Adaptive Attention Link-based Regularization for Vision Transformers
Heegon Jin, Jongwon Choi

TL;DR
This paper introduces an adaptive regularization method using trainable links between CNN and ViT attention mechanisms, enhancing training efficiency and performance of Vision Transformers with limited data.
Contribution
It proposes a novel attention augmentation module that improves ViT training efficiency and performance, especially with small datasets, by leveraging CNN attention relationships.
Findings
Improves ViT performance with limited data
Accelerates convergence during training
Reduces overfitting in Vision Transformers
Abstract
Although transformer networks are recently employed in various vision tasks with outperforming performance, extensive training data and a lengthy training time are required to train a model to disregard an inductive bias.
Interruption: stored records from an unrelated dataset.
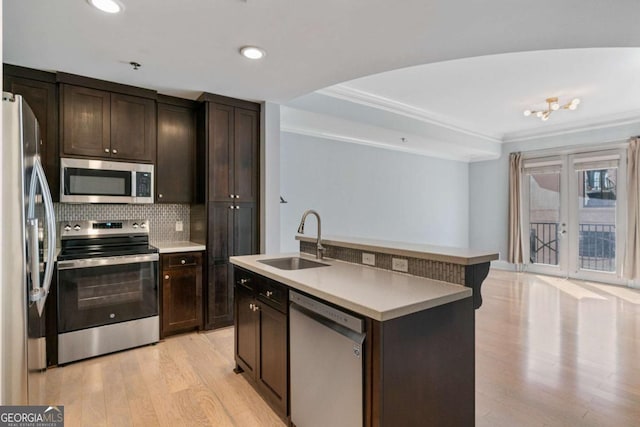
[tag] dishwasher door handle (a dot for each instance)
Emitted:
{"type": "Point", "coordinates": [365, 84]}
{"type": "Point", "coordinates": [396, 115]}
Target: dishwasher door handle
{"type": "Point", "coordinates": [352, 335]}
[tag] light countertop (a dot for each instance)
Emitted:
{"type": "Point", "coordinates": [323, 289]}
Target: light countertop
{"type": "Point", "coordinates": [372, 292]}
{"type": "Point", "coordinates": [171, 247]}
{"type": "Point", "coordinates": [449, 254]}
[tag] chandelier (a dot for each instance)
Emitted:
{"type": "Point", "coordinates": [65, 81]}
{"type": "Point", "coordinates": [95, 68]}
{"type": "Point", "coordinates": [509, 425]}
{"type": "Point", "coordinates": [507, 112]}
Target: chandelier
{"type": "Point", "coordinates": [552, 105]}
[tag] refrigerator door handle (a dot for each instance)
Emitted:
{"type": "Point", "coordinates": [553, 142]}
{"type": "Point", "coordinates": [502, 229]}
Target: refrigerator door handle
{"type": "Point", "coordinates": [51, 234]}
{"type": "Point", "coordinates": [39, 294]}
{"type": "Point", "coordinates": [34, 258]}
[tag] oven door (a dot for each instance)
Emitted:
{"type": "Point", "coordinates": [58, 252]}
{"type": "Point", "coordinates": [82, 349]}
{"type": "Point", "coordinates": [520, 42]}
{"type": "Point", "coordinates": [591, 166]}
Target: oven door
{"type": "Point", "coordinates": [101, 291]}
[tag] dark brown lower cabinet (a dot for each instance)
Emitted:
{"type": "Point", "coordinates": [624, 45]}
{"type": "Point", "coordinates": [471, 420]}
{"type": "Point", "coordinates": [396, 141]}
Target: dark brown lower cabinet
{"type": "Point", "coordinates": [419, 369]}
{"type": "Point", "coordinates": [181, 292]}
{"type": "Point", "coordinates": [232, 231]}
{"type": "Point", "coordinates": [220, 295]}
{"type": "Point", "coordinates": [262, 336]}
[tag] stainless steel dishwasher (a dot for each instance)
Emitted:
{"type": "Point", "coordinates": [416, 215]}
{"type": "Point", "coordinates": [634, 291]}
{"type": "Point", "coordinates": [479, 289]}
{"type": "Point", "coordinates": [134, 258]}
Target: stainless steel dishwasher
{"type": "Point", "coordinates": [326, 362]}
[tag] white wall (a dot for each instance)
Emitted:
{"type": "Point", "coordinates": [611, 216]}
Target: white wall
{"type": "Point", "coordinates": [270, 179]}
{"type": "Point", "coordinates": [362, 191]}
{"type": "Point", "coordinates": [489, 183]}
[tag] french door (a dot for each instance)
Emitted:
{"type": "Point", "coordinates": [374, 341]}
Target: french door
{"type": "Point", "coordinates": [574, 215]}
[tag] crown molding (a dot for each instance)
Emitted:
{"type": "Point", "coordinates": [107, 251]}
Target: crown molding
{"type": "Point", "coordinates": [438, 154]}
{"type": "Point", "coordinates": [607, 122]}
{"type": "Point", "coordinates": [357, 96]}
{"type": "Point", "coordinates": [302, 122]}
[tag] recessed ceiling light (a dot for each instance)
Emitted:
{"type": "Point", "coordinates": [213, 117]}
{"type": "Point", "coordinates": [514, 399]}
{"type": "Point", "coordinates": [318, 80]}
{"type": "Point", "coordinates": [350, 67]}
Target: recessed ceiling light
{"type": "Point", "coordinates": [109, 6]}
{"type": "Point", "coordinates": [252, 52]}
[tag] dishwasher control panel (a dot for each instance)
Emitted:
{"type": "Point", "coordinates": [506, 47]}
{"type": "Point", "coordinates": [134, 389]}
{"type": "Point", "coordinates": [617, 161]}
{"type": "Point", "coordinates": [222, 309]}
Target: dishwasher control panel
{"type": "Point", "coordinates": [347, 320]}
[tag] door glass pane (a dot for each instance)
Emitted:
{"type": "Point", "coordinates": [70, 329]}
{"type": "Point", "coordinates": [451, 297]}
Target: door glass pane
{"type": "Point", "coordinates": [597, 219]}
{"type": "Point", "coordinates": [544, 217]}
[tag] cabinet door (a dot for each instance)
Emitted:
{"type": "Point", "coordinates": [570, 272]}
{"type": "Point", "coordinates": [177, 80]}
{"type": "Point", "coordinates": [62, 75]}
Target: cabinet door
{"type": "Point", "coordinates": [221, 136]}
{"type": "Point", "coordinates": [246, 330]}
{"type": "Point", "coordinates": [221, 232]}
{"type": "Point", "coordinates": [86, 121]}
{"type": "Point", "coordinates": [272, 340]}
{"type": "Point", "coordinates": [245, 230]}
{"type": "Point", "coordinates": [175, 157]}
{"type": "Point", "coordinates": [133, 128]}
{"type": "Point", "coordinates": [42, 97]}
{"type": "Point", "coordinates": [220, 295]}
{"type": "Point", "coordinates": [181, 298]}
{"type": "Point", "coordinates": [246, 155]}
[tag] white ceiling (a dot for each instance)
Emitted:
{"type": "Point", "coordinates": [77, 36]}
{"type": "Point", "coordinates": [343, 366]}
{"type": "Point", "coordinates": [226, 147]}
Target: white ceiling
{"type": "Point", "coordinates": [188, 46]}
{"type": "Point", "coordinates": [486, 61]}
{"type": "Point", "coordinates": [487, 95]}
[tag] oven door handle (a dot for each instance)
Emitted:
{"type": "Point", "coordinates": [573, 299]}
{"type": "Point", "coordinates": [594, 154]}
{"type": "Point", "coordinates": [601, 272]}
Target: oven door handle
{"type": "Point", "coordinates": [106, 261]}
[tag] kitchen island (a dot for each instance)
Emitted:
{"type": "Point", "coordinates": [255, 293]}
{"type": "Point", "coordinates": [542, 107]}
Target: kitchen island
{"type": "Point", "coordinates": [419, 350]}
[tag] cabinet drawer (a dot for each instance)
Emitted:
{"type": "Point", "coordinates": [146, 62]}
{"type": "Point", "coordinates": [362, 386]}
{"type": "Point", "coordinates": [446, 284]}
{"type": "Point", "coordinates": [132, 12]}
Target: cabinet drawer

Using trainable links between the channel-wise spatial attention of a pre-trained Convolutional Neural Network (CNN) and the attention head of Vision Transformers (ViT), we present a regularization technique to improve the training efficiency of ViT. The trainable links are referred to as the attention augmentation module, which is trained simultaneously with ViT, boosting the training of ViT and allowing it to avoid the overfitting issue caused by a lack of data. From the trained attention augmentation module, we can extract the relevant relationship between each CNN activation map and each ViT attention head, and based on this, we also propose an advanced attention…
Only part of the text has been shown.